Quelqu'un a une idée de la solution ?

Merci de votre aide 

Benko


----------



## benko (11 Avril 2006)

J'appelle un peu à l'aide car c'est vraiment dérangeant car je ne sais pas réinstaller OpenOffice !

Merci à celui qui saura me sortir l'épine du pieds ;-)


----------



## FjRond (12 Avril 2006)

Tout est expliqué sur le site de fink.
Je vous conseillerais de reprendre une installation propre et de supprimer /sw, /usr/X11R6 et /etc/X11; dans un Terminal, tapez ceci (sans le « $ » et en espectant rigoureusement les espaces) et saisissez votre mot de passe à la demande (à l'aveugle) :

```
$ sudo rm /sw
$ sudo rm /usr/X11R6 
$ sudo rm /etc/X11
```
Puis réinstallez X11 et X11-SDK à partir du DVD (X11-SDK est dans le dossiers des Developer tools).
Ensuite, réinstallez fink, et commencez par la mise à jour de fink avec FinkCommander. N'essayez pas d'installer xfree86. En principe, fink installe de lui-même le paquet virtuel system-xfree86. Éventuellement, si cela n'est pas fait, lancez l'intallation de ce paquet.


----------



## benko (13 Avril 2006)

Merci pour votre aide.

Question bête : j'essaie de réinstaller X11SDK depuis le DVD de Tiger mais lorsque je lance le package d'install et que je sélectionne le disque de destination, il me met : "rien à installer".
- ça veut dire qu'il considère que X11SDK est déjà installé ?
- ou qu'il y a un souci ?

Merci d'avance.

Benko


----------



## FjRond (13 Avril 2006)

benko a dit:
			
		

> Merci pour votre aide.
> 
> Question bête : j'essaie de réinstaller X11SDK depuis le DVD de Tiger mais lorsque je lance le package d'install et que je sélectionne le disque de destination, il me met : "rien à installer".
> - ça veut dire qu'il considère que X11SDK est déjà installé ?
> ...


Probablement parce que X11SDK est bien installé.


----------



## benko (14 Avril 2006)

Parfait,

J'ai donc réinstallé Fink et mis à jour.
J'ai fait le test d'installer inkskape avec Finkcommander.

L'installation, il télécharge des packages, mais au bout d'une heure, voici ce qu'il me dit :



> Error: fink thinks that the package it is about to build:
> xfree86 (4.5.0-24)
> is currently being built by another fink process.
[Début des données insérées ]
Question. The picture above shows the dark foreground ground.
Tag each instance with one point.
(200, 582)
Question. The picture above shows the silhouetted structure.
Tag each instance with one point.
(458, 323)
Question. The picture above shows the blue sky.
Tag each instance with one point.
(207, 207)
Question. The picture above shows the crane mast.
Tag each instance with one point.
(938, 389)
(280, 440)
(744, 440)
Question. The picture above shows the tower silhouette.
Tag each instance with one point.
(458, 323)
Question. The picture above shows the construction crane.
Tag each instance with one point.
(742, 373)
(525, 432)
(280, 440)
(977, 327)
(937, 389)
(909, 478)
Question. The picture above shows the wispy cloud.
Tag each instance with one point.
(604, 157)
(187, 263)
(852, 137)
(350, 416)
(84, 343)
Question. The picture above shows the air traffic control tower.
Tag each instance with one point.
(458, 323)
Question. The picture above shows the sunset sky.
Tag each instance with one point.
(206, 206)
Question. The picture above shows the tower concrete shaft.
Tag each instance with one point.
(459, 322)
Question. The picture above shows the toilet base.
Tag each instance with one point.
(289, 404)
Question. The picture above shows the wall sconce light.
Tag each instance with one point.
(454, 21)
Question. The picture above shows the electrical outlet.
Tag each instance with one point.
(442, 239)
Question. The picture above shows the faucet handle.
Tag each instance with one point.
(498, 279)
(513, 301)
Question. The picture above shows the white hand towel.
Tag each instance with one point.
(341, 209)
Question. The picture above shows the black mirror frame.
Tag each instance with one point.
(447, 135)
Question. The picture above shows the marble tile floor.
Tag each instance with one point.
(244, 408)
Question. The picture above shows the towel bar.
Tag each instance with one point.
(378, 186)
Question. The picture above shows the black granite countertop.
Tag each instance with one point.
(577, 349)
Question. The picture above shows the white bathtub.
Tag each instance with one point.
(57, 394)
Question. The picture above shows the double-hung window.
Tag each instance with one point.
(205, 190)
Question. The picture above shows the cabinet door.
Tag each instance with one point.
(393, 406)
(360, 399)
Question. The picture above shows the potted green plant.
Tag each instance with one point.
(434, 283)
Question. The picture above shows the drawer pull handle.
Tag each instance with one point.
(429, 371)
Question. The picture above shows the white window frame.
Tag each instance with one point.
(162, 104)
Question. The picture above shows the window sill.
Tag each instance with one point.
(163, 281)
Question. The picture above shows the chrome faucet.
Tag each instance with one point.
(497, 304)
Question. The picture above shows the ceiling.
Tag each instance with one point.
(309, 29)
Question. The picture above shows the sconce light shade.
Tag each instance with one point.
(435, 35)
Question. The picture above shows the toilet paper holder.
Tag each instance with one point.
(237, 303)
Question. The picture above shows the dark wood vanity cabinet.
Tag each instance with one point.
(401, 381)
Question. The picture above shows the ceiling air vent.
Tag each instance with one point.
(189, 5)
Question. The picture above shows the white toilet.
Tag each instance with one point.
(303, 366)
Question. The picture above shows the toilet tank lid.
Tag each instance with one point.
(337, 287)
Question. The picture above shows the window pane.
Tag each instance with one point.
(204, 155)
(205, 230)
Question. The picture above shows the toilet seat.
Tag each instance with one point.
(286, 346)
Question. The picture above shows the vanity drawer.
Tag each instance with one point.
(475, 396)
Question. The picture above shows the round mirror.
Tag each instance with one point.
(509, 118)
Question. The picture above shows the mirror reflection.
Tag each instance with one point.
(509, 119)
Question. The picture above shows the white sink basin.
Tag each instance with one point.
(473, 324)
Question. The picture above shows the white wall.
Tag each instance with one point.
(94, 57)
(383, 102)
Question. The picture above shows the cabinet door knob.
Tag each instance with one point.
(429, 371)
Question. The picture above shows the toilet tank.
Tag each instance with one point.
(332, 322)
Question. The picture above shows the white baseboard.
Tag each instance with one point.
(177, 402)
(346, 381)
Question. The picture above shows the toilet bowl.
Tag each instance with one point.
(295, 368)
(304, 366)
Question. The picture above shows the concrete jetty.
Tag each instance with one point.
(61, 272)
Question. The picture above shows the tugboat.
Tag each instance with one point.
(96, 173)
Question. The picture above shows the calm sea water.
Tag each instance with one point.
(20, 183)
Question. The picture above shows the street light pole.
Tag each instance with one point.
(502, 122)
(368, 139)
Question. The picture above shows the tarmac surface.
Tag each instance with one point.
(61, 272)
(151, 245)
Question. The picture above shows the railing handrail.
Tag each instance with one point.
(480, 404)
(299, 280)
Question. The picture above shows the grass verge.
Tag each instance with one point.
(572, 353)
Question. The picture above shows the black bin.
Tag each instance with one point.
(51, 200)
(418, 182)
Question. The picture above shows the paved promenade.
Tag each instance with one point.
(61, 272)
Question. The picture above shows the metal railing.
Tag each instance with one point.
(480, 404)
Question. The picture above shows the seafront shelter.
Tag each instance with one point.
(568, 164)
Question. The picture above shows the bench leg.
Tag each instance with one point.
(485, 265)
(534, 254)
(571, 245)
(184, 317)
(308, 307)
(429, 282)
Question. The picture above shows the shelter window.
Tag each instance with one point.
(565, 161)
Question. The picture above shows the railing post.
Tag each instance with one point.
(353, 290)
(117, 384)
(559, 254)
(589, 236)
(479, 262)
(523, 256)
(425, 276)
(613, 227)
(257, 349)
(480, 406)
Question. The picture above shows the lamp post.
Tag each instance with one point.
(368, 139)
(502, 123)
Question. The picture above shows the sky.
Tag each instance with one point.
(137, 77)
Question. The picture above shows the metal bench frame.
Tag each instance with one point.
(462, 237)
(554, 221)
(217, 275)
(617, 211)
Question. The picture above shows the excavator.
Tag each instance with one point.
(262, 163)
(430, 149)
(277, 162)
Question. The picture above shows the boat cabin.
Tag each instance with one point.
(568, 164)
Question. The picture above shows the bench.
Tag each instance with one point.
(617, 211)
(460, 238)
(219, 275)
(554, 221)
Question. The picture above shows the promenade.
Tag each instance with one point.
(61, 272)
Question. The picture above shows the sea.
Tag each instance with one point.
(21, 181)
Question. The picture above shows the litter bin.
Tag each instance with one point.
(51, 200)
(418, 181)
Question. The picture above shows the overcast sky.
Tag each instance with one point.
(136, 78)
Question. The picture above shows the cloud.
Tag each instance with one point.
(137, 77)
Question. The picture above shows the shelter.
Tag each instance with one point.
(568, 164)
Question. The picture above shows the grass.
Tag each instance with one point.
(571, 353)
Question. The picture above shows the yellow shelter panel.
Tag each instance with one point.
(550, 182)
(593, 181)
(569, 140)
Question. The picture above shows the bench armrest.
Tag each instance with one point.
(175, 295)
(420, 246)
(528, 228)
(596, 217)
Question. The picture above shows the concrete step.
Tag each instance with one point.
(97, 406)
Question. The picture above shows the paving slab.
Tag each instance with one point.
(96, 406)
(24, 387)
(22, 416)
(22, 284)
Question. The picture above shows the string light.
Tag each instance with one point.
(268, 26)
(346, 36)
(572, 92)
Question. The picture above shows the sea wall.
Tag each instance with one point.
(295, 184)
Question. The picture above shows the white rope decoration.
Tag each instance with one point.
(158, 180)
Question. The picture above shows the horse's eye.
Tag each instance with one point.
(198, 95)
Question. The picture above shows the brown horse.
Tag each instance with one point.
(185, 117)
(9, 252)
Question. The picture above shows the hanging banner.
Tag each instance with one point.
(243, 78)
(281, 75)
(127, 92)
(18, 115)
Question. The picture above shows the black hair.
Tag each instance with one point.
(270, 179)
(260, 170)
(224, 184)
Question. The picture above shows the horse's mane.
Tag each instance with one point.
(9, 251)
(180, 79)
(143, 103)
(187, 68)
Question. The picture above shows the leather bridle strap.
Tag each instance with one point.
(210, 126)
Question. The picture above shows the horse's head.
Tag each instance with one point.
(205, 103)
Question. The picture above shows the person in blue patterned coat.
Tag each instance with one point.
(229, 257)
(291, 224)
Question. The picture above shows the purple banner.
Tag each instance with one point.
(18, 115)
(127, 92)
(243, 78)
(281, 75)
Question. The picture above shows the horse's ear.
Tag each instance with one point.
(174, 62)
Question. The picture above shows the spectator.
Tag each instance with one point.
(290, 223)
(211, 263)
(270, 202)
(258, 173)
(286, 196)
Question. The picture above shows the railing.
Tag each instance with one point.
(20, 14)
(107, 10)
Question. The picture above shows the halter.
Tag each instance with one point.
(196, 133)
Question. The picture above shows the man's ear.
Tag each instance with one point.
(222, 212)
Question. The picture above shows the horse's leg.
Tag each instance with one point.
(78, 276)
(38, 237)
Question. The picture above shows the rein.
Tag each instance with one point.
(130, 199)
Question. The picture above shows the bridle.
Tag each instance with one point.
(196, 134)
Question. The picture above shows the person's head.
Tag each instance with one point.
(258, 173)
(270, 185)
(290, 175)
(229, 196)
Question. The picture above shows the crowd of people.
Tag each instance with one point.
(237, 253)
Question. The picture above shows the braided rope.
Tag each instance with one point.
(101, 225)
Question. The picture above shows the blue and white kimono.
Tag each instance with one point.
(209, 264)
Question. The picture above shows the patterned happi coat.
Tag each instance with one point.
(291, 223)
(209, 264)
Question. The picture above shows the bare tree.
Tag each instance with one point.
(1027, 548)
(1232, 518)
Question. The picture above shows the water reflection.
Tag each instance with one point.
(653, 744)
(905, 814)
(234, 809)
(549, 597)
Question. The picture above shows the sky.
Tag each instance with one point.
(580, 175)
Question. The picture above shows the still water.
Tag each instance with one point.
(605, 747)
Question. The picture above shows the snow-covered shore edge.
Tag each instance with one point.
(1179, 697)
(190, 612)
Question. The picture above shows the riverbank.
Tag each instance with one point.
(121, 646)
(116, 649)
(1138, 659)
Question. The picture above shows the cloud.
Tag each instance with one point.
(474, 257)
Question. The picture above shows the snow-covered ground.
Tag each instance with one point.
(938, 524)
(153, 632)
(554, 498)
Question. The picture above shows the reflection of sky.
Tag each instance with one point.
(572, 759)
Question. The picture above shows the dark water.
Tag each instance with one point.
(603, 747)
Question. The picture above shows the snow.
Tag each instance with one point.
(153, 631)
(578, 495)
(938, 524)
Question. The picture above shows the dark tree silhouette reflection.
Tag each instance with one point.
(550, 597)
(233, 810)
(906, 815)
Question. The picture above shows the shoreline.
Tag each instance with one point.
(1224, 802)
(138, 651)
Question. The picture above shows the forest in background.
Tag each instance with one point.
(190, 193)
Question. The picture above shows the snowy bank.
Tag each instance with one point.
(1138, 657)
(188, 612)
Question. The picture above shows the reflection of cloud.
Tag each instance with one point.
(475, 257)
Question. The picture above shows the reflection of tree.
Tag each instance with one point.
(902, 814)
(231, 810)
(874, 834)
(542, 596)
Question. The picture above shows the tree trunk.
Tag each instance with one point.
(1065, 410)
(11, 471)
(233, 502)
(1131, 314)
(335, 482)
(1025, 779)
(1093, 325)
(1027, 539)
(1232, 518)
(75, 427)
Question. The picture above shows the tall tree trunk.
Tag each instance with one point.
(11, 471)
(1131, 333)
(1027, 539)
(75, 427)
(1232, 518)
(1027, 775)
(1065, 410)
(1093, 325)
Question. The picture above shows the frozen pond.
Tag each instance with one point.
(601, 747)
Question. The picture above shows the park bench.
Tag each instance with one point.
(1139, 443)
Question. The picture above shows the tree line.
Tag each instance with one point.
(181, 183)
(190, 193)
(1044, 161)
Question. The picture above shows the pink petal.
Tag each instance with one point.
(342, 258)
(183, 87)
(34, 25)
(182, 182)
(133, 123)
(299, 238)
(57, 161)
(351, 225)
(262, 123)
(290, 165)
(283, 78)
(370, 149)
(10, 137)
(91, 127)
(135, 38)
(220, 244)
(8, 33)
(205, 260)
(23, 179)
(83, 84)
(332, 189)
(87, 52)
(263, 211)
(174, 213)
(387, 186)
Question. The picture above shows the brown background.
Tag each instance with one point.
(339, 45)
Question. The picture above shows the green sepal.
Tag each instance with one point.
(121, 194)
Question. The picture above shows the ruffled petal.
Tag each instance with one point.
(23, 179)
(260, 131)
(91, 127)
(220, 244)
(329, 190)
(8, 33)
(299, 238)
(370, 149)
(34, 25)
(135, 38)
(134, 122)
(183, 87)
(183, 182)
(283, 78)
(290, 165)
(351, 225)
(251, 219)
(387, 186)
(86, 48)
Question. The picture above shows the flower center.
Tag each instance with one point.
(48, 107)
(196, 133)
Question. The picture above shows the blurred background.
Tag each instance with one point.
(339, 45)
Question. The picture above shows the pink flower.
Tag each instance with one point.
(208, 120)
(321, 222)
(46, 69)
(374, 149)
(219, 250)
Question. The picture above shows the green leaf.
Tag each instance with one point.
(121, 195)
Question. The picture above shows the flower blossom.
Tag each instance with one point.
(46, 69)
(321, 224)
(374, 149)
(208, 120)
That build
> process has a timestamp of:
> ...


Une idée de l'erreur ? et de comment la résoudre ?


----------



## FjRond (14 Avril 2006)

Avez-vous installé system-xfree86 avant d'installer le paquet ?
Ici, fink vous demande quelque chose :

```
If this is not true (perhaps the previous build process crashed?),
just remove the fink package:
fink remove fink-buildlock-xfree86-4.5.0-24
Then retry whatever you did that led to the present error.
```
Donc lancez la commande demandée :

```
$ fink remove fink-buildlock-xfree86-4.5.0-24
```


----------



## benko (14 Avril 2006)

Parfait, ça fonctionne enfin...
Un grand merci.

Deux question subsidiaires :
- Comment on fait pour compiler avec Fink une appli dont on a les sources en local mais pas sur les serveurs distants de Fink ?
- est-il possible de lancer une application compilée avec Fink par une icone du dock plutôt que par une ligne de commande ?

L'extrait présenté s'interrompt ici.